Interview mit Johann Pichler
1. Welche Trends beobachten Sie gegenwärtig in der Kochszene?
Den Trend der Molekularküche gibt es meiner Meinung nach nur bei den Köchen. Als Profi sollte man sehr flexibel und offen sein und immer wieder etwas Neues probieren. Anschließend entscheidet man, ob sich „das Probierte“ mit dem eigenen Kochstil vereinen lässt. Aber der wahre Trend war noch nicht da und wird auch nicht kommen. Denn es sollte jetzt und immer nur eines gelten … der Trend des wahren, einfachen und guten Genießens. Abgesehen vom Trend zum stressigen Fastfood der uns hoffentlich niemals überholen wird.
2. Was würden Sie als die Besonderheiten Ihrer Küche bezeichnen?
Viel Rohkost und frisch gepresste Säfte. In meiner Küche kochen wir mit einer neuen Methode, die wir Succo Well nennen. Wir ersetzen dabei viele Fonds und Jus durch ausgepresste Gemüsesäfte (Succos), die sich in vier Kategorien einteilen lassen:
Natursucco (frisch gepresst)
Naturkraftsucco (einreduziert)
Feinsucco (frisch gepresst erhitzt und filtriert)
Feinkraftsucco (filtriertes Feinsucco, einreduziert)
3. Nennen Sie drei Lebensmittel zu welchen Sie eine besondere Beziehung haben, und begründen Sie dies.
* Wasser: Ohne Wasser gäbe es uns nicht! Ich komme von einem Bauernhof aus einem 1000-Seelendorf in Osttirol, mit einer eigenen Quelle. Ich versuche immer noch zu verstehen, warum das Gasthaus von nebenan in der Lage ist, Mineralwasser von wer weiß woher zu verkaufen, obwohl das Wasser aus der Leitung in diesem Dorf höchstens 0,01 mg weniger Mineralien enthält, als das in der Flasche. Hoffentlich verliere ich nie den Bezug zum wichtigsten „Mittel des Lebens“.
*Brot: Ich habe meiner Mutter zugeschaut, wenn sie alle 4 Wochen Brot gebacken hat. Wir haben es geliebt, verehrt, ja sogar angebetet. Wahrscheinlich mache ich deshalb keinen großen Wirbel um unser tägliches Brot, außer wenn Leute sich beschweren, dass es schon 4 Stunden alt ist.
* Speck: Und wieder zurück auf den Bauernhof, wo wir Kinder dem Schwein ins Auge geschaut haben, bevor Speck daraus wurde. Vater und Mutter stritten oft wenn es falsch gefüttert wurde… einmal zu fett, einmal zu mager… Mir wurde erst später bewusst, wie schwer der Weg vom Ferkel bis zum Speck(-knödel) ist.
4. Was kommt bei Ihnen unter keinen Umständen auf den Teller?

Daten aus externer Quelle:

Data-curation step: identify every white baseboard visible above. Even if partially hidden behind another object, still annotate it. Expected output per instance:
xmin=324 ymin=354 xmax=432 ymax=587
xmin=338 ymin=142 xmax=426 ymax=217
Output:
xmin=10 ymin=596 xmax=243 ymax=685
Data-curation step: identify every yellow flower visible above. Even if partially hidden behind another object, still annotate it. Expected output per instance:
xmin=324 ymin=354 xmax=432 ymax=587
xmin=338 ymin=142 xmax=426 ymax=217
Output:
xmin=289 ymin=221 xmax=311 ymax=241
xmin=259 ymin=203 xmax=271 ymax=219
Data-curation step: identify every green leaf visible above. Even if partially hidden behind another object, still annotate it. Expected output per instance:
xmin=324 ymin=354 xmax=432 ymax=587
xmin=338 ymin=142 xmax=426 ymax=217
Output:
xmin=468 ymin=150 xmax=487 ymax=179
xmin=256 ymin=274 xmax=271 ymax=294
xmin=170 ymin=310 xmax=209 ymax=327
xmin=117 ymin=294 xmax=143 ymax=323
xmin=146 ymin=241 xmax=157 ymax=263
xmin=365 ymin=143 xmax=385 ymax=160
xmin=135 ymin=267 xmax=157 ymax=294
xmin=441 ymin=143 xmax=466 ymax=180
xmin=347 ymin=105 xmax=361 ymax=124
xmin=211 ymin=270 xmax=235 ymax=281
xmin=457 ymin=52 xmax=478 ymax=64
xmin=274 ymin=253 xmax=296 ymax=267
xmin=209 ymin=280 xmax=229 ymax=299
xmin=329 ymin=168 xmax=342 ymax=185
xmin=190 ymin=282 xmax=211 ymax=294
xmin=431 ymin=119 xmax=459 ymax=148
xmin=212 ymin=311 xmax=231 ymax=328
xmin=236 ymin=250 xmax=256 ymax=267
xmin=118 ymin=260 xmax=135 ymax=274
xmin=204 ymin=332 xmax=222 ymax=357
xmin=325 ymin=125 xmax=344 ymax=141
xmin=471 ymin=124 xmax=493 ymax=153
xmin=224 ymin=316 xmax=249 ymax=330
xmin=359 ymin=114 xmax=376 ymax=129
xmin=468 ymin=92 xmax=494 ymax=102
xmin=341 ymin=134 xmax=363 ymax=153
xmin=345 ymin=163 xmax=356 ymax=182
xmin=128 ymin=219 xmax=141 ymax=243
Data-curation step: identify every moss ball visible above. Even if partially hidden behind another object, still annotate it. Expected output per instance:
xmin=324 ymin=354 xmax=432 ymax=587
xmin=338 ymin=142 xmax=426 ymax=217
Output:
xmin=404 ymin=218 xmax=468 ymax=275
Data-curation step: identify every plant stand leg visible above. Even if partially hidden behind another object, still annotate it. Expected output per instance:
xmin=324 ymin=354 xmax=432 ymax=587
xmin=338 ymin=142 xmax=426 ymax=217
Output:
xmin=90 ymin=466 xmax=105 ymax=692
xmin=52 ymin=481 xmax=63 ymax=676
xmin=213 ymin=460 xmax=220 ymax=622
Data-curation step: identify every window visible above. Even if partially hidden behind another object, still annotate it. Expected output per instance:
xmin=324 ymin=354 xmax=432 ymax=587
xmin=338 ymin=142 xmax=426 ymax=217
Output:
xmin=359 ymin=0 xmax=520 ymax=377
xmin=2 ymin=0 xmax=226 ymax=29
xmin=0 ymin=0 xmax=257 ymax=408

Tellerranddekorationen und nicht essbares Dekor.+
5. Haben Sie ein Lieblingsgericht?
Mamas Speckknödel und Kaiserschmarrn aus der Pfanne, gegessen im Kreise der Familie.
6. Was ist für Sie die größte kulinarische Sünde?
Jakobsmusche mit Schokosauce.
7. Ihr Konzept für eine ausgewogene Ernährung?
Essen kann/darf Sünde sein, man muss sich aber hunderprozent darüber bewusst sein, was man isst.
8. Für welche Länderküche können Sie sich am meisten begeistern?
Mediteran – natürlich, gesund, einfach und geschmacksvoll.
9. Was würden Sie Kochanfängern mit auf den Weg geben?
Disziplin, Bewusstsein und Flexibilität.